A SPECTROELECTROCHEMICAL STUDY OF SELECTED FLAVOPROTEINS

选定黄素蛋白的光谱电化学研究

• 批准号: 3276905
• 负责人: MARIAN T. STANKOVICH
• 金额: $ 11.52万
• 依托单位: UNIVERSITY OF MINNESOTA
• 依托单位国家: 美国
• 财政年份: 1981
• 资助国家: 美国
• 起止时间: 1981-07-01 至 1988-01-19
• 项目状态: 已结题
• 来源: https://reporter.nih.gov/project-details/3276905
• 关键词: NAD(P)H dehydrogenase; acidity /alkalinity; aminoacid oxidase; bacteria; electrical potential; electrochemistry; electron transport; enzyme structure; enzyme substrate; flavoproteins; hydroxybenzoate; oxidation reduction reaction; spectrometry; thermodynamics

Flavoproteins catalyze many important biological redox reactions.
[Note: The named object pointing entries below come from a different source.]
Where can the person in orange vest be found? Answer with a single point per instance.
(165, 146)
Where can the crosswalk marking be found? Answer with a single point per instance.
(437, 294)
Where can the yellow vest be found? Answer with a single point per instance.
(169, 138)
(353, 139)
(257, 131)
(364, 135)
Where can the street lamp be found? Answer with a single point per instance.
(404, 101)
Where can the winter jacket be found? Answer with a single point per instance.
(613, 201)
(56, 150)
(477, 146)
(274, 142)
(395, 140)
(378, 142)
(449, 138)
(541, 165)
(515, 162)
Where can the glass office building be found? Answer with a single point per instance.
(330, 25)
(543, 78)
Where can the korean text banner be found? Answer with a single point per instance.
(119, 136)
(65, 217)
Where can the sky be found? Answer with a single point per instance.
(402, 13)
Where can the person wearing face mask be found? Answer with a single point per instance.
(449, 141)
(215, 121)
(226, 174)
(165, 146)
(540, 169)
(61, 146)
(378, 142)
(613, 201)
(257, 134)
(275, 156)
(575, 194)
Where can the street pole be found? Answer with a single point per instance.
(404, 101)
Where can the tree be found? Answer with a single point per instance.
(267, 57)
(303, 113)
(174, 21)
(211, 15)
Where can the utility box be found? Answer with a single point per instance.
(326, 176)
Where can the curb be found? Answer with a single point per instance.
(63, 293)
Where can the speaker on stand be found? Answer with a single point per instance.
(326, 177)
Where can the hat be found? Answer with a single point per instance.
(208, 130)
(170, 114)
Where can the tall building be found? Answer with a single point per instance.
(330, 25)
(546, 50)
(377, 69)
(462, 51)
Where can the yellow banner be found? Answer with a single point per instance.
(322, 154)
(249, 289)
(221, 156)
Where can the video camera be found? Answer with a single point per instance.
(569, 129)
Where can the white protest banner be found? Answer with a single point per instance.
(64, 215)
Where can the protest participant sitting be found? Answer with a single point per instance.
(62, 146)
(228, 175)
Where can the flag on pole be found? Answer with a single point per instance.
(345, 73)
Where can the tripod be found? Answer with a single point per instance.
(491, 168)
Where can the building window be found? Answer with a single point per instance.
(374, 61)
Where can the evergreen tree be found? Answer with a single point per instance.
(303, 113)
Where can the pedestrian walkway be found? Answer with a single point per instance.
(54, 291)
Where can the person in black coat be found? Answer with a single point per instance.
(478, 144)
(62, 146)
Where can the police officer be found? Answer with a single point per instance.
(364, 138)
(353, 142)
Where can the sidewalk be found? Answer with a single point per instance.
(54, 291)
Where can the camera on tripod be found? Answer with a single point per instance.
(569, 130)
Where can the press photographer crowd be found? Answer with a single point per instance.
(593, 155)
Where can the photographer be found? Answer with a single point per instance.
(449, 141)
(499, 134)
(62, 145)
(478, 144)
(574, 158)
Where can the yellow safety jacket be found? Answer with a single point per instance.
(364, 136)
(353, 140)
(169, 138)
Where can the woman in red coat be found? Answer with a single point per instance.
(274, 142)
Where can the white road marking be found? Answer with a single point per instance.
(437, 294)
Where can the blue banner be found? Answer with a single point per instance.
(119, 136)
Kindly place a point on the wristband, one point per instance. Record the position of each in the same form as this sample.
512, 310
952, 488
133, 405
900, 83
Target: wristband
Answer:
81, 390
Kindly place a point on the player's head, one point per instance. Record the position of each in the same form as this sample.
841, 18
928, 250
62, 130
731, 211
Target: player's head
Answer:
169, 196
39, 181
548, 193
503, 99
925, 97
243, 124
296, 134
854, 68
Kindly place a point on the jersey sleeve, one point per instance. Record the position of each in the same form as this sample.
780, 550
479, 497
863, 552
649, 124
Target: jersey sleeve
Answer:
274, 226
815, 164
Understanding the mechanism of reaction is of primary importance. Because the redox potential (E') is a measure of the equilibrium energy level of the enzyme, it is important and will serve as a reference for further studies. A previous study indicates the protein matrix regulates both the redox properties and the catalytic activities of the flavin. In support of this idea the redox data, kinetic data, and structural data have been obtained for flavodoxin and glucose oxidase. Taken together this data has provided important insights into flavoprotein mechanisms. These studies stress the need for a very detailed study of redox potentials of the flavoproteins. Despite the importance of the redox properties E' and n (number of electrons transferred), no systematic study of flavoprotein redox properties has previously been made. We developed a new spectroelectrochemical method for studying the redox properties of flavoproteins. By using this method we were able to obtain the first measurements of E' and n for the flavoprotein oxidases. The redox data correlates very well with newly available structural data on these enzymes. However, it is difficult to correlate the redox data with the known catalytic mechanism for these enzymes. We now suggest a way in which the two can be related. We propose that binding of substrate to the enzyme further "tunes" the energy levels of the enzymes. If this hypothesis is correct, the E' and n values of substrate and inhibitor bound enzymes should be different from the E' and n values of the free enzymes which we have already measured. We propose to test our hypothesis by measuring the redox properties (E' and n) of both oxidases and members of the other flavoprotein classes bound to substrates and inhibitors. We will continue our systematic measurement of the free flavoprotein redox properties. Enzyme regulation by substrate binding has been determined for cytochrome P450 cam. That regulation was identified by redox potential measurements of free and substrate bound enzyme. Our own work has shown that the binding of competitive inhibitors to D-amino acid oxidase significantly alters both E' and n. Thus, we are addressing basic questions about enzyme regulation. The electrochemical method is the best method of providing answers to these questions.

黄素蛋白催化许多重要的生物氧化还原反应。 了解反应机理是至关重要的。 因为 氧化还原电位（E '）是平衡能级的量度， 酶，它是重要的，并将作为进一步的参考 问题研究 先前的研究表明，蛋白质基质调节着细胞的 氧化还原性质和催化活性。 支持 这个想法的氧化还原数据，动力学数据，和结构数据已经 获得黄素氧还蛋白和葡萄糖氧化酶。 综合这些数据， 对黄素蛋白的机制提供了重要的见解。 这些研究 强调需要非常详细的研究氧化还原电位的 黄素蛋白 尽管氧化还原性质E'和n（氧化还原的数量）是重要的， 电子转移），没有系统的研究黄素蛋白氧化还原 以前有过财产。 我们开发了一种新的 光谱电化学方法研究的氧化还原性能 黄蛋白。 通过使用这种方法，我们能够获得第一个 黄素蛋白氧化酶的E'和n的测量。 氧化还原数据 与这些新的结构数据非常吻合 内切酶 然而，很难将氧化还原数据与氧化还原数据相关联。 这些酶的已知催化机制。 我们现在提出一种方法， 这两者是有联系的。 我们认为底物与酶的结合 进一步“调谐”酶的能量水平。 如果这个假设是 正确，底物和抑制剂结合酶的E'和n值 应该不同于我们所用的游离酶的E'和n值， 已经测量过了。 我们建议通过测量氧化还原性质（E'和E'）来测试我们的假设。 n）氧化酶和其他黄素蛋白类的成员， 底物和抑制剂。 我们将继续系统地测量 游离黄素蛋白的氧化还原性质。 底物对酶的调节 已经确定了细胞色素P450 cam的结合。 这一规定是 通过游离和底物结合的氧化还原电位测量确定 酵素 我们自己的研究表明竞争性抑制剂的结合 对D-氨基酸氧化酶的反应显著改变E'和n。 因此，我们 解决酶调节的基本问题。 电化学 方法是回答这些问题的最佳方法。